Data Bonus - "Kaplan Meier"
Learning outcomes
After having completed this chapter you will be able to:
- Load data into R
- Explore some TCGA data to perform Kaplan-Meier curves
- Understand the statistical concepts of KM curves
Exercises
TCGA
Background
TCGA stands for the cancer genome atlas. Choose your favourite cancer and download some clinical information and some genetical information on those patients (you can try for instance Cervix cancer CESC).
Hint
Download and use the TCGAbiolinks package to be able to retrieve more easily data.
query <- GDCquery(project = "TCGA-CESC",
data.category = "Gene expression",
data.type = "Gene expression quantification",
experimental.strategy = "RNA-Seq",
platform = "Illumina HiSeq",
file.type = "results",
legacy = TRUE)
# Download a list of barcodes with platform IlluminaHiSeq_RNASeqV2
GDCdownload(query)
#prepare table
?GDCprepare
CESCrnaseqSE <- GDCprepare(query,save=TRUE,save.filename="object_tcga_cesc")
head(CESCrnaseqSE)
library(SummarizedExperiment)
CESCMatrix <- assay(CESCrnaseqSE,"raw_count")
## retrieve clinical data
clin.cesc <- GDCquery_clinic("TCGA-CESC", "clinical")
Questions
- Inspect the dataset
- Choose 2 columns of quantiative measures (or change a qualitatif measure into a quantitatif measure) and see if there is a significant association between those variables.
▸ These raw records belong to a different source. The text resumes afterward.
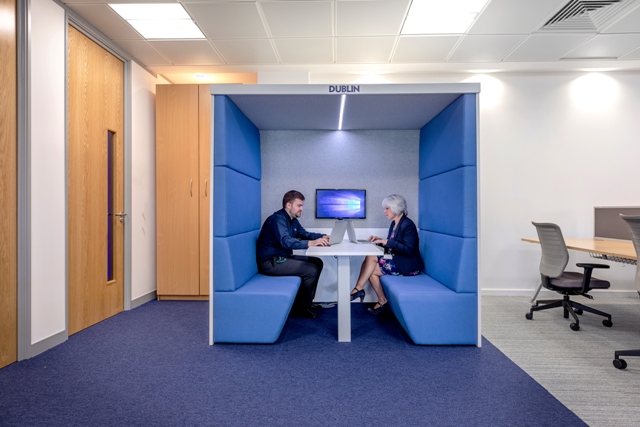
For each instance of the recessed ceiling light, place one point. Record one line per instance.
(159, 20)
(344, 98)
(441, 17)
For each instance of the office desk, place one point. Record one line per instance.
(343, 251)
(609, 250)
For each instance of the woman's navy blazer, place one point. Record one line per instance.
(405, 246)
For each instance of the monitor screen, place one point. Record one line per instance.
(340, 204)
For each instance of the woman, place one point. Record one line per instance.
(401, 243)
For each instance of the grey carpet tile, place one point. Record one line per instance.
(574, 366)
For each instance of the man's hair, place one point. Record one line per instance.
(290, 196)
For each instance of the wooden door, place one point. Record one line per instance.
(177, 191)
(96, 182)
(8, 188)
(204, 153)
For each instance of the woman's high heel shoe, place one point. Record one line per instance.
(358, 294)
(381, 309)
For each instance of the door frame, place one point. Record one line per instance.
(27, 349)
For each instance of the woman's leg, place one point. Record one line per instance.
(366, 270)
(374, 279)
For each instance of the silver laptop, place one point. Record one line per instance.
(351, 232)
(337, 233)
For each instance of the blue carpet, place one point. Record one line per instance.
(153, 366)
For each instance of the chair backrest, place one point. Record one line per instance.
(555, 255)
(633, 221)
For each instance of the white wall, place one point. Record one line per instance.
(48, 170)
(143, 182)
(552, 146)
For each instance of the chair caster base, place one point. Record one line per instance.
(619, 363)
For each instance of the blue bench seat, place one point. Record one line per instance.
(430, 312)
(256, 312)
(248, 307)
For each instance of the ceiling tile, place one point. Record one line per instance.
(606, 46)
(143, 52)
(298, 19)
(364, 49)
(628, 24)
(188, 52)
(632, 55)
(311, 51)
(246, 51)
(106, 20)
(370, 18)
(227, 20)
(424, 48)
(547, 47)
(485, 48)
(515, 16)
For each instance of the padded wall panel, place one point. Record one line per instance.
(237, 202)
(236, 139)
(234, 260)
(449, 140)
(451, 260)
(448, 202)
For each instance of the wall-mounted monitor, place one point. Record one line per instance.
(341, 204)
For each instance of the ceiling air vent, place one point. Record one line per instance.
(587, 15)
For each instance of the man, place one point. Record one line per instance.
(282, 233)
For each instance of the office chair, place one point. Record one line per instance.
(555, 257)
(633, 221)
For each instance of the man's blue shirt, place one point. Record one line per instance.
(280, 235)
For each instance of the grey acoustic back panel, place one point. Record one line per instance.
(383, 162)
(609, 225)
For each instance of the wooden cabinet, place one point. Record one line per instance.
(183, 128)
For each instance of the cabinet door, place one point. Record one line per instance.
(204, 126)
(177, 190)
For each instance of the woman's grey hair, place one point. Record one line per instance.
(396, 203)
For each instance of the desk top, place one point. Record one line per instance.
(346, 248)
(613, 248)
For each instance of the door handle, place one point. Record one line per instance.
(121, 216)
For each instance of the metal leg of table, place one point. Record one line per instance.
(344, 301)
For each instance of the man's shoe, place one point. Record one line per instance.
(305, 313)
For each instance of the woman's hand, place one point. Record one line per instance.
(323, 241)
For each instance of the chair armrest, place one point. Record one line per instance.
(590, 265)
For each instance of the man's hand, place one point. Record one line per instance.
(323, 241)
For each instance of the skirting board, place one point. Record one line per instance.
(610, 293)
(47, 343)
(135, 303)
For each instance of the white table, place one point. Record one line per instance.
(342, 252)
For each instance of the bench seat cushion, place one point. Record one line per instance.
(255, 312)
(430, 312)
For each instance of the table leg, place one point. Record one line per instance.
(344, 301)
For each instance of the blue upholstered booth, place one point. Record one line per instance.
(249, 307)
(440, 306)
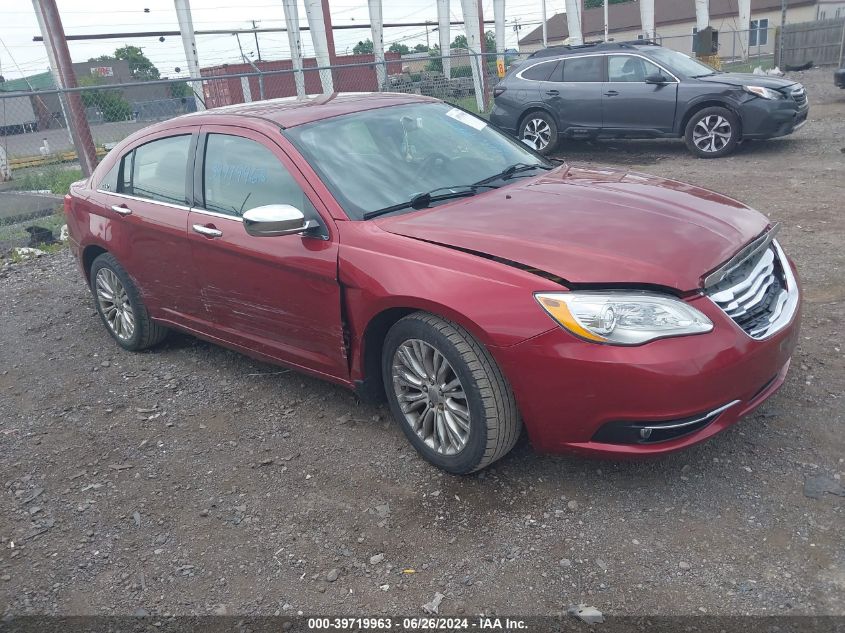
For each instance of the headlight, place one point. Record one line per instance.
(623, 318)
(766, 93)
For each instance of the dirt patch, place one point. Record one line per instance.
(178, 480)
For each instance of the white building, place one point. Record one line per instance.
(675, 24)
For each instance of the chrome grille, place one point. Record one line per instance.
(799, 95)
(760, 294)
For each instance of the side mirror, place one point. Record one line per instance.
(657, 79)
(273, 220)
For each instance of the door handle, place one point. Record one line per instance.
(207, 231)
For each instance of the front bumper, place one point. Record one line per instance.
(568, 390)
(762, 118)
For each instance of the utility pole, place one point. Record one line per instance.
(257, 47)
(186, 28)
(54, 38)
(606, 28)
(782, 25)
(545, 28)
- Formulate point 2 into a biological null hypothesis and then into a statistical one
- Still using TCGAbiolinks package try to assess if the chosen meta data columns are associated with survival
- TCGAbiolinks provides a framework to do the survival curves, what if you have not TCGA data, how would you have written it ?
Hint
Check the code of the function, do you know how ? Hint of the hint: write the function in R without the parenthesis.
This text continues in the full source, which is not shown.